For years, creating the gears and sprockets needed to make a microscopic robot has required the expensive and time-consuming process of silicon etching. Carving out each individual piece with a laser has made producing more than a couple of pieces prohibitively difficult and costly.
A team at Columbia University now seems to have found a way around that problem. By laying a thin sheet of metal over a special layer of polymer, the team has created nanogears that assemble themselves, opening the possibility of much faster, cheaper, widespread production.
To make the gears, a thin copper sheet is laid over a heat-expanded polymer. When the polymer cools, it shrinks faster than the metal, which causes the metal to bend. When the metal bends, it creates regularly spaced teeth in the polymer, effectively making a microscopic gear. Stiffer metal that's harder to bend creates a gear with fewer, larger teeth, while a more supple metal creates gears with smaller, more numerous teeth.
The team has already made a number of different types of gears, all at the six-to-25 millimeter range, and are now ready to shrink the process down further, to create gears smaller than a micrometer.

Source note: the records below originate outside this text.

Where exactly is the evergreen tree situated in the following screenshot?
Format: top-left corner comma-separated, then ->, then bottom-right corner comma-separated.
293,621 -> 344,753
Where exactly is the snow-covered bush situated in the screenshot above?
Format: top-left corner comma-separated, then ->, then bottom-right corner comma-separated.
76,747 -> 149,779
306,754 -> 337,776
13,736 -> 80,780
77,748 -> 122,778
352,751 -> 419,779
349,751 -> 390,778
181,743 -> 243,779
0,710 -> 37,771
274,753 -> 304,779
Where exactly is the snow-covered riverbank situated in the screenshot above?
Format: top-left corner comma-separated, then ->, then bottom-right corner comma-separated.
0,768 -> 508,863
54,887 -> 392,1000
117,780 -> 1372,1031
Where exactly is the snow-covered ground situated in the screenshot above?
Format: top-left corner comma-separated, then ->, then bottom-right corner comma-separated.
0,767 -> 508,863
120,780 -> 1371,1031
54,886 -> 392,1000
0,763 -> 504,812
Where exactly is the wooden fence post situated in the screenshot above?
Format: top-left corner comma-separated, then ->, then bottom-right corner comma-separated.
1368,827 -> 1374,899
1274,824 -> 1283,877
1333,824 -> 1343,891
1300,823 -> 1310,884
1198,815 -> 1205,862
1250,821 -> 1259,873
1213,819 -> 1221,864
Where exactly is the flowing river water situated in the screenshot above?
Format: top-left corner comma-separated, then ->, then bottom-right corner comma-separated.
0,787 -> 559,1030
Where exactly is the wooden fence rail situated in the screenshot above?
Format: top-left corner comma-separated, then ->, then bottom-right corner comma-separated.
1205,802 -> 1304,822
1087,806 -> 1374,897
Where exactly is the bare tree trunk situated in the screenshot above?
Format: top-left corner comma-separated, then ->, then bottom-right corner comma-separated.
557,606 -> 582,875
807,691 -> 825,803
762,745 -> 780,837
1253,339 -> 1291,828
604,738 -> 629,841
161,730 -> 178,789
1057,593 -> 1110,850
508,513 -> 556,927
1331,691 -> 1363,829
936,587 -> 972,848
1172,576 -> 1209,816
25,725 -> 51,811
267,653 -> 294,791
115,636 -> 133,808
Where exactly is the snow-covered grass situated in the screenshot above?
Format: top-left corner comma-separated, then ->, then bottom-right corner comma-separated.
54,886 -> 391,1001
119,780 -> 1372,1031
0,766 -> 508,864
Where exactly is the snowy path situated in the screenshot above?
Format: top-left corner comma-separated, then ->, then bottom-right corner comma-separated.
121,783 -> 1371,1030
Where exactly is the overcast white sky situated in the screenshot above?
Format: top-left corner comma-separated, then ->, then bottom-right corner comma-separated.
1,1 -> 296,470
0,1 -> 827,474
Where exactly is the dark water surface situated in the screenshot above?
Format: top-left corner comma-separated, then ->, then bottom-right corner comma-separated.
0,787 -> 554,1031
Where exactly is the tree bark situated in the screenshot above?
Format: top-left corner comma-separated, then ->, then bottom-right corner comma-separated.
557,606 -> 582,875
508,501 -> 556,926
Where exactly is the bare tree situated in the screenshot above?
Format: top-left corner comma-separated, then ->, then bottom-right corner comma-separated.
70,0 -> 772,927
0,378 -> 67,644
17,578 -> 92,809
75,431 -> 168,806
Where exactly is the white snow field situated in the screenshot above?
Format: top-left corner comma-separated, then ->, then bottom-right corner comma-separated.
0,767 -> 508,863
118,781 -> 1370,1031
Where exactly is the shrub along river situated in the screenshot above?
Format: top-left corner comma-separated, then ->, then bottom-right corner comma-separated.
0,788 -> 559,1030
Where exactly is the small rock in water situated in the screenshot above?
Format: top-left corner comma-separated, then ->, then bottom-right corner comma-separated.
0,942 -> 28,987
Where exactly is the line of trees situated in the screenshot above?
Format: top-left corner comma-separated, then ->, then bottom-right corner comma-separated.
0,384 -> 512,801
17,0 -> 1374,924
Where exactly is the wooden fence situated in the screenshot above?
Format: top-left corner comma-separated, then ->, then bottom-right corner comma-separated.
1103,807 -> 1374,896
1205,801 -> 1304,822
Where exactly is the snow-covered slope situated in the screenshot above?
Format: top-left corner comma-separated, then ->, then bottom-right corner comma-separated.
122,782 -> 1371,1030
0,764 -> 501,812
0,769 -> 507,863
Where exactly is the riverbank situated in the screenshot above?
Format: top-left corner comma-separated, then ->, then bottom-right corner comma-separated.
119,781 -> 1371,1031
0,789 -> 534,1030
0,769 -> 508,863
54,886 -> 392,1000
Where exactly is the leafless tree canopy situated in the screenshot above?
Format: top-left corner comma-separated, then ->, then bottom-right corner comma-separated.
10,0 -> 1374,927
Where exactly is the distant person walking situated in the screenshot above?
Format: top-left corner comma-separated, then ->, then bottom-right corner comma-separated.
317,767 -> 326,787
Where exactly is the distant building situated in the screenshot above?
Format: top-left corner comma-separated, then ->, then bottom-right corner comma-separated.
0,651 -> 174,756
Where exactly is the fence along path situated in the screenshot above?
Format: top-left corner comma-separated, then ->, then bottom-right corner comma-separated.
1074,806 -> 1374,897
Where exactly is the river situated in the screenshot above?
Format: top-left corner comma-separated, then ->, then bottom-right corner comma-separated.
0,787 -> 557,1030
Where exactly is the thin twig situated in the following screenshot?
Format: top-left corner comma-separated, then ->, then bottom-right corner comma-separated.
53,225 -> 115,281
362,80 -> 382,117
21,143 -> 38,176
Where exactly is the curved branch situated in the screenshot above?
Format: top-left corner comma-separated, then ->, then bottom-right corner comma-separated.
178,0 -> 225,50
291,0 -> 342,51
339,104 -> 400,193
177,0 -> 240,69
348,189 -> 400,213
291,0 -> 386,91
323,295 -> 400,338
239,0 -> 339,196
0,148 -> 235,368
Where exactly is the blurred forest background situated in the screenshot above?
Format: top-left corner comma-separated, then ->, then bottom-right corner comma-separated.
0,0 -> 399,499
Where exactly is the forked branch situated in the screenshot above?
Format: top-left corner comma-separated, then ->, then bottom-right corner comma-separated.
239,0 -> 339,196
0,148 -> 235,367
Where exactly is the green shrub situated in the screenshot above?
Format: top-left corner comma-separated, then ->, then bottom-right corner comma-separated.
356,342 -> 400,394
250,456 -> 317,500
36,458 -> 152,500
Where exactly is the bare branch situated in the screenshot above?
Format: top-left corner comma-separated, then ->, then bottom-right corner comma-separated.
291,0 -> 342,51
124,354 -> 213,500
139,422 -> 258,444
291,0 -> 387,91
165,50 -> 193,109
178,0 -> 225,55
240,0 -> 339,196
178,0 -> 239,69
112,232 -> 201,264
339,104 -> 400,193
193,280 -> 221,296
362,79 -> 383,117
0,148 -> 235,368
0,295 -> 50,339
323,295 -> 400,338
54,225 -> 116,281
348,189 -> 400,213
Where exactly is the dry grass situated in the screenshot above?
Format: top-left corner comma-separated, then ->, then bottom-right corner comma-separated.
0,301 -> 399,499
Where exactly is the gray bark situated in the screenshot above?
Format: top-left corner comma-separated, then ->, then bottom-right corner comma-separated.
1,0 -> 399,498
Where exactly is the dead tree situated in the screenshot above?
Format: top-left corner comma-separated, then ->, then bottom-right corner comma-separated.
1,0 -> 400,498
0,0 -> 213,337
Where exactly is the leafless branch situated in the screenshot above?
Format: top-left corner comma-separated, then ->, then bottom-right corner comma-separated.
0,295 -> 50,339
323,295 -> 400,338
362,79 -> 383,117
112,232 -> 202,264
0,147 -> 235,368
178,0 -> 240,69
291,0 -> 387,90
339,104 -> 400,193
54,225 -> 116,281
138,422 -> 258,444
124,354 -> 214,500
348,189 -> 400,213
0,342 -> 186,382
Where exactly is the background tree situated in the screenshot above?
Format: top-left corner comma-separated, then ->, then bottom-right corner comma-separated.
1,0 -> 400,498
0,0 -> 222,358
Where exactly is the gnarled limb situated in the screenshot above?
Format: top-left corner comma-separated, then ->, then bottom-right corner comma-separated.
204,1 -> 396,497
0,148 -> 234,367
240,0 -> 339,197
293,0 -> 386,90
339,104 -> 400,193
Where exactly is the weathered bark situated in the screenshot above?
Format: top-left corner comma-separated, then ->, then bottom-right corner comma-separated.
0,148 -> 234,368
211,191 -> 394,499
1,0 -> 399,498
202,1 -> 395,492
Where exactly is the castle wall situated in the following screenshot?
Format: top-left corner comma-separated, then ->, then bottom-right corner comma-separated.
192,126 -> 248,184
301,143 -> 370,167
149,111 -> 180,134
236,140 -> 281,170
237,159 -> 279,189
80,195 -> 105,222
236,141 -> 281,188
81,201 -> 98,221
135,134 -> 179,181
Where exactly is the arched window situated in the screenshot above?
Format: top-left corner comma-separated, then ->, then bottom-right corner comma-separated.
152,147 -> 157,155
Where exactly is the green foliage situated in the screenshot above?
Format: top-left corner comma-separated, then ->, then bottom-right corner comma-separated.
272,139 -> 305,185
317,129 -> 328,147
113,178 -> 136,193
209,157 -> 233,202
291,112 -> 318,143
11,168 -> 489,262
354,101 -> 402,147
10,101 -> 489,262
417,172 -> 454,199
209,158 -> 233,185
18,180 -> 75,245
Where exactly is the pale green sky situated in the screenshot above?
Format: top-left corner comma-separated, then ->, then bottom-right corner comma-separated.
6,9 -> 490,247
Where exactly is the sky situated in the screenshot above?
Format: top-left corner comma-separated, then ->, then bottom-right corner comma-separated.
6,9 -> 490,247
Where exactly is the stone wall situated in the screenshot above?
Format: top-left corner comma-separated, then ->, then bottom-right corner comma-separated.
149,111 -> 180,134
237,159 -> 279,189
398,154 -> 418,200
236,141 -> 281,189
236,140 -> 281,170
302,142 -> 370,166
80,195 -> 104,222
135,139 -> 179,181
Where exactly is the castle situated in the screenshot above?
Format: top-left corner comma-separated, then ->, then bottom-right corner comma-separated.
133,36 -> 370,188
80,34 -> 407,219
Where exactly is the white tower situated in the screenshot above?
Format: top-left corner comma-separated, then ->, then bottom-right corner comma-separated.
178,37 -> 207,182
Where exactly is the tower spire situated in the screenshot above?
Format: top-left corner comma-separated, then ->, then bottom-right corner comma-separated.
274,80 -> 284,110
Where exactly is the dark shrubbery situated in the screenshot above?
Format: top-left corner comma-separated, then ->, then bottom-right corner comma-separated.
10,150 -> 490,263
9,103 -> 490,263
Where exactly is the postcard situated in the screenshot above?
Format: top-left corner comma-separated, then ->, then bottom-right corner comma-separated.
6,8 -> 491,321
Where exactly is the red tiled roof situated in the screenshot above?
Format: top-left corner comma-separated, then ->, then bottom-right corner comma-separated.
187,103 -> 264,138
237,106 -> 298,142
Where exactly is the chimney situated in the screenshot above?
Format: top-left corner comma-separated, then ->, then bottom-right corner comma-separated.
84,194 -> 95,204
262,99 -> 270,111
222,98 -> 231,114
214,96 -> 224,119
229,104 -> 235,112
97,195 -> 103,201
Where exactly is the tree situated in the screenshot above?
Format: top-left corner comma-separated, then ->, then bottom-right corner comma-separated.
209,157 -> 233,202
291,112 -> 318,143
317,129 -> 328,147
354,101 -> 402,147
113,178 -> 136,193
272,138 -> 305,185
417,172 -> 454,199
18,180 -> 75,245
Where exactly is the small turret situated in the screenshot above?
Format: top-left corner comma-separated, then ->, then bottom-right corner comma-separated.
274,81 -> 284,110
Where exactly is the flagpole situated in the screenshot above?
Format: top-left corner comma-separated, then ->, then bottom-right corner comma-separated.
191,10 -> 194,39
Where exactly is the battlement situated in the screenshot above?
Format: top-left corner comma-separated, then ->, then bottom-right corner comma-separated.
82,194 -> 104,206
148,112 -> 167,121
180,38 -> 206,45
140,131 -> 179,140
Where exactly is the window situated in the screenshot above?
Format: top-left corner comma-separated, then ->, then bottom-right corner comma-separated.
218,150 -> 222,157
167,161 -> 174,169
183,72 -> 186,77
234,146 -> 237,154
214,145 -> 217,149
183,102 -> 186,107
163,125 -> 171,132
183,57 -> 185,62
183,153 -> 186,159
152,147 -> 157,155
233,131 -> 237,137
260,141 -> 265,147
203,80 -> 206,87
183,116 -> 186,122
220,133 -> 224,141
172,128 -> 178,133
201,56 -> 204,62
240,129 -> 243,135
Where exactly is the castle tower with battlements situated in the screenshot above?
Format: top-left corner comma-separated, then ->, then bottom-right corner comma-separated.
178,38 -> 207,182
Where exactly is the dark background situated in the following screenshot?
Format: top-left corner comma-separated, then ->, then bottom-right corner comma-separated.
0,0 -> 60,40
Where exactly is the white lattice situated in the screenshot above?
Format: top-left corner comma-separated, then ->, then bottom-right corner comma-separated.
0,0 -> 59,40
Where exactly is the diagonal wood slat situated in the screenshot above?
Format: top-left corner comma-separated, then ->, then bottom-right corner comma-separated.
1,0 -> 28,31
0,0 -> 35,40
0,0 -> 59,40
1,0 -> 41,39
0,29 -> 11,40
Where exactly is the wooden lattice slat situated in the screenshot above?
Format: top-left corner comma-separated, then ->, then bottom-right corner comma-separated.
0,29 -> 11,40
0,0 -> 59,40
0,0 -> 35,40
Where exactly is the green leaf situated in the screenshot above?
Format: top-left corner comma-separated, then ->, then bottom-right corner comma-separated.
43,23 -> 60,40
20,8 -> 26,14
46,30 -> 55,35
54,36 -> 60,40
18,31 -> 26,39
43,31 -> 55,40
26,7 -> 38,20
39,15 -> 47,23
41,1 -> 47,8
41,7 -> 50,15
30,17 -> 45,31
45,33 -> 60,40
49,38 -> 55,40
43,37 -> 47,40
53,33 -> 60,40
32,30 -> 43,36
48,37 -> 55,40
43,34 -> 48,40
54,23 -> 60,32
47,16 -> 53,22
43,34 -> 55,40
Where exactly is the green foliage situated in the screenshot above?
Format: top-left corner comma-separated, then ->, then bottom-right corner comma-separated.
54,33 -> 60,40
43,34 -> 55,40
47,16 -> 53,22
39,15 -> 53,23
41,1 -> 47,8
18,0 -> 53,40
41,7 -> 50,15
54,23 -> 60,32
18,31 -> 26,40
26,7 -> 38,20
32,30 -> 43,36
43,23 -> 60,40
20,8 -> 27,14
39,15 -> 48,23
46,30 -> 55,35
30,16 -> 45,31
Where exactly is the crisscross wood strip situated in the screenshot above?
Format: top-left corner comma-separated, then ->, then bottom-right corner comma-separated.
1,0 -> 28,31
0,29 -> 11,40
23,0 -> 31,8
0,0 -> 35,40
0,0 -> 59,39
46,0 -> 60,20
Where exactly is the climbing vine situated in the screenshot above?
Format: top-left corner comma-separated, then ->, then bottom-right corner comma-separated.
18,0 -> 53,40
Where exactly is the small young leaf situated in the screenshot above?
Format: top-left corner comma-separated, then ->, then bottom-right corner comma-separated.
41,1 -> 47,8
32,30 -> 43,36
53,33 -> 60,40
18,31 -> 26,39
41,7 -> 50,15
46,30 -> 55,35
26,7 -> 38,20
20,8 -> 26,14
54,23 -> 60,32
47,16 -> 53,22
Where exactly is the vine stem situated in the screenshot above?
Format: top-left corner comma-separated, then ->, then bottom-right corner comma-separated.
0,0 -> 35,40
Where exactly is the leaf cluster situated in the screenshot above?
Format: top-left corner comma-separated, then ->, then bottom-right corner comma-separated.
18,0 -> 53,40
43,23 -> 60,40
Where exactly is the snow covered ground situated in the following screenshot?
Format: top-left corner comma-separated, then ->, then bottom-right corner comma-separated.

However, even more than shrinking down the size of the gears, creating non-linear teeth looms as the real challenge, with the big payoff. If the Columbia team can figure out how to manipulate the polymer so that it cools preferentially in one or another direction, they can create the complicated gears needed to produce devices like a drive train. And once you can create self-assembling drive trains on the cheap, hordes of self-replicating nanobots are not far down the road.